If you only used the versions of databases tested by Jepsen you would have probl...

jakewins · on May 21, 2023

This doesn’t seem to be what was suggested? Using an up-to-date database that has had its distributed mechanisms tested - even if the test was a few versions back - is a lot better than something that uses completely untested bespoke algos.

As for verifying Jepsen, I’m not entirely sure what you mean? It’s a non-deterministic test suite and reports the infractions it finds; the infractions found are obviously correct to anyone in the industry that works on this stuff.

Passing a Jepsen test doesn’t prove your system is safe, and nobody involved with Jepsen has claimed that anywhere I’ve seen.

29athrowaway · on May 21, 2023

As a fork, it is essentially a new version of an already Jepsen-tested system. That meets your definition of "a lot better" than "untested bespoke algos".

jakewins · on May 21, 2023

I can’t tell if you are trolling me, but obviously “we made this single-threaded thing multithreaded” implies new algorithms that need new test runs

29athrowaway · on May 21, 2023

I am just evaluating your logic in the form of a reply, so you can see it at work. The same issue you describe happens often across multiple versions of a system.

nemothekid · on May 21, 2023

The part of Redis that were Jepsen stressed, Redis-raft more recently, and Redis sentinel, for which the numerous flaws were pretty much summed at "as designed". No part of KeyDB has gone through a Jepsen style audit, all of which are untested bespoke algos.

bastawhiz · on May 21, 2023

Chrome is based on a fork of Webkit. Are you going to trust it because Safari passed a review before the fork?

29athrowaway · on May 22, 2023

Ask one level higher in the thread.

bastawhiz · on May 21, 2023

> Then, has someone independently verified the Jepsen testing framework?

I don't think it matters. Jepsen finds problems. Lots of them. It's not intended to find all the problems. But it puts the databases it tests through a real beating by exercising cases that can happen, but are perhaps unlikely (or unlikely until you've been running the thing in production for quite a while). Having an independent review does nothing, practically, to make the results of the tests better.

In fact, almost nothing gets a perfectly clean Jepsen report. Moreover, many of the problems that are found get fixed before the report goes out. The whole point is that you can see how bad the problems are and judge for yourself whether the people maintaining the project are playing fast and loose or thinking rigorously about their software. There simply isn't a "yeah this project is good to go" rubber stamp. Jepsen isn't Consumer Reports.

29athrowaway · on May 22, 2023

Have you ever been in a situation when you are writing tests where you get a test failure and realized that your test assertion was wrong?

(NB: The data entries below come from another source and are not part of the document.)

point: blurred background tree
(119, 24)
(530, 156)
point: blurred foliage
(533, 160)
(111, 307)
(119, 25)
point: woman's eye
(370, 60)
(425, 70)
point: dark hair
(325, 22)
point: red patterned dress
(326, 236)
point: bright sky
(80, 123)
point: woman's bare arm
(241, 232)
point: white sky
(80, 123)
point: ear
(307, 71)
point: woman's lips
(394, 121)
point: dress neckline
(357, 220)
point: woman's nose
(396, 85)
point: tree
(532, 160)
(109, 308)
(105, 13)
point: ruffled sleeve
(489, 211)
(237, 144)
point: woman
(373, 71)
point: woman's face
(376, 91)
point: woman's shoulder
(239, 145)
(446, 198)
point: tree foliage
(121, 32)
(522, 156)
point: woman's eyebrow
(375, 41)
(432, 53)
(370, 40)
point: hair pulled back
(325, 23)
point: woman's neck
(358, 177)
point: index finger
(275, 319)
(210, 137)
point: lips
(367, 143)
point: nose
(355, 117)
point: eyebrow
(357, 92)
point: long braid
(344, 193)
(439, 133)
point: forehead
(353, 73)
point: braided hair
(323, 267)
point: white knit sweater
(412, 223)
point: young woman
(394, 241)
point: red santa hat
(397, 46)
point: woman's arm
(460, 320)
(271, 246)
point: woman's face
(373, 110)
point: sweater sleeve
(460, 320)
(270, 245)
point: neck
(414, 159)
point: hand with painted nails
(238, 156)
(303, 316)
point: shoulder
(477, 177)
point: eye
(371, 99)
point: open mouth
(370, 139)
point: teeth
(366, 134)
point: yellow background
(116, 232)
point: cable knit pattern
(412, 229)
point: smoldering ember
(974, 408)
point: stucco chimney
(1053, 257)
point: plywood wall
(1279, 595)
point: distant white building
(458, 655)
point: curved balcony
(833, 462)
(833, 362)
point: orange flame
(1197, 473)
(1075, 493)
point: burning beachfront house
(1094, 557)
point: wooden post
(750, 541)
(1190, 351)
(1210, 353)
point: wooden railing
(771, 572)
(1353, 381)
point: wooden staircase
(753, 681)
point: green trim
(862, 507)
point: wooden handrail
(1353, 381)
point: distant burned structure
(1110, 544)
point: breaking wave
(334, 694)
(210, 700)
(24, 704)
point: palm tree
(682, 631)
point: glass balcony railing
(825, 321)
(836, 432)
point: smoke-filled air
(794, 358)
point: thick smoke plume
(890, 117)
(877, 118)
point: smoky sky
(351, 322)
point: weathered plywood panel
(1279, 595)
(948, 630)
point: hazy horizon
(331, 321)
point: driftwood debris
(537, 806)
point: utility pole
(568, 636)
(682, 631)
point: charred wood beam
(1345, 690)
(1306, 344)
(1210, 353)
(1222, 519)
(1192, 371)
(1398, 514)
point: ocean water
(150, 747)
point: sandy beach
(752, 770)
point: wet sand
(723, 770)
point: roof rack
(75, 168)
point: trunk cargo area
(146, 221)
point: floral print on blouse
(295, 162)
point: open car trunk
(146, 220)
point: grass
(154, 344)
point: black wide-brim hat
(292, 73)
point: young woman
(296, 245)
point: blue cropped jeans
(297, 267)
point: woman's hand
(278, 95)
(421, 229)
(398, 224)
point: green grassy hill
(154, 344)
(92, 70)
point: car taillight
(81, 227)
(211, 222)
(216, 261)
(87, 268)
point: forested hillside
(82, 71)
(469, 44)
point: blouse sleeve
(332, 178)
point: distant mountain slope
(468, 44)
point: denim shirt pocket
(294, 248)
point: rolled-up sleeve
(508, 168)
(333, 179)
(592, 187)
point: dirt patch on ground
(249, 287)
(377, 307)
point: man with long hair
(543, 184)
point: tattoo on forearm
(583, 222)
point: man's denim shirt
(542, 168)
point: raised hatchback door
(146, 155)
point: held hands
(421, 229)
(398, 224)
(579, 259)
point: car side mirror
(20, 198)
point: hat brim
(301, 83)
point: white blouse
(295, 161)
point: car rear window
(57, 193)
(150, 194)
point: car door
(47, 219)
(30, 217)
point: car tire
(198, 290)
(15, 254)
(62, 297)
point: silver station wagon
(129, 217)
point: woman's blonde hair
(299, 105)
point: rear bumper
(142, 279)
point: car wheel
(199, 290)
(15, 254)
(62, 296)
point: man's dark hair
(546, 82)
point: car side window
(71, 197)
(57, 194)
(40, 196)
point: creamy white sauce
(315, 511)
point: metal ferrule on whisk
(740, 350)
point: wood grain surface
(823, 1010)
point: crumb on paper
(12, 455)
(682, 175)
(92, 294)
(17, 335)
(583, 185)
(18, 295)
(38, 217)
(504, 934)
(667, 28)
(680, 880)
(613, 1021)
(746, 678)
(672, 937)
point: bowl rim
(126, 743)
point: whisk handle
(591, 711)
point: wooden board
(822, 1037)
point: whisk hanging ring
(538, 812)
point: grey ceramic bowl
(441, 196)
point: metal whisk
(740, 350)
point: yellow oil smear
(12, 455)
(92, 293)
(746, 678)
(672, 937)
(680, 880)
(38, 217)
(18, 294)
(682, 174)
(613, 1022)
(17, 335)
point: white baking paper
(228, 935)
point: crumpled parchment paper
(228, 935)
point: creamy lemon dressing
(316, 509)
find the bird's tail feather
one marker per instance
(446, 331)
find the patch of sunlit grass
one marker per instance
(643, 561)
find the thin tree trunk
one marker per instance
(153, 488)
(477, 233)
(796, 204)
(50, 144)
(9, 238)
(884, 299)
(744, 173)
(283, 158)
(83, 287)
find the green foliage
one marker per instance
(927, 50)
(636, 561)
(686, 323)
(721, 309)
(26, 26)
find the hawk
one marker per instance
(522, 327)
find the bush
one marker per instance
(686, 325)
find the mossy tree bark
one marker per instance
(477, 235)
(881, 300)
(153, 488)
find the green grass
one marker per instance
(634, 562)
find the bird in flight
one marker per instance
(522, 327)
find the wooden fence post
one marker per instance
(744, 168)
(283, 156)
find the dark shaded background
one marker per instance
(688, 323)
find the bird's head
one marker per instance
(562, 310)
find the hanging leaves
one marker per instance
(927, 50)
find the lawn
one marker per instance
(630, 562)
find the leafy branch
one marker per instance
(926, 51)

bastawhiz · on May 25, 2023

Jepsen is more like a fuzzer than a unit test suite. It outputs "I did this and I got back this unexpected result". All of those outputs need to be analyzed by hand.

You don't audit a fuzzer to say "what if it runs the thing wrong". That's not the point of the fuzzer. The point is to do lots of weird stuff and check that the output of the system matches the expectation of what's produced. If the fuzzer outputs a result that's actually expected, then that's easily determined because you have to critically analyze what comes out of the tool in the first place.

ibotty · on May 23, 2023

It doesn't really matter if the Jensen test suite is faulty. If it reports something and it is (against all odds) not a valid bug. What's the problem. It does not claim to find all problems (and can't) so this is sufficient.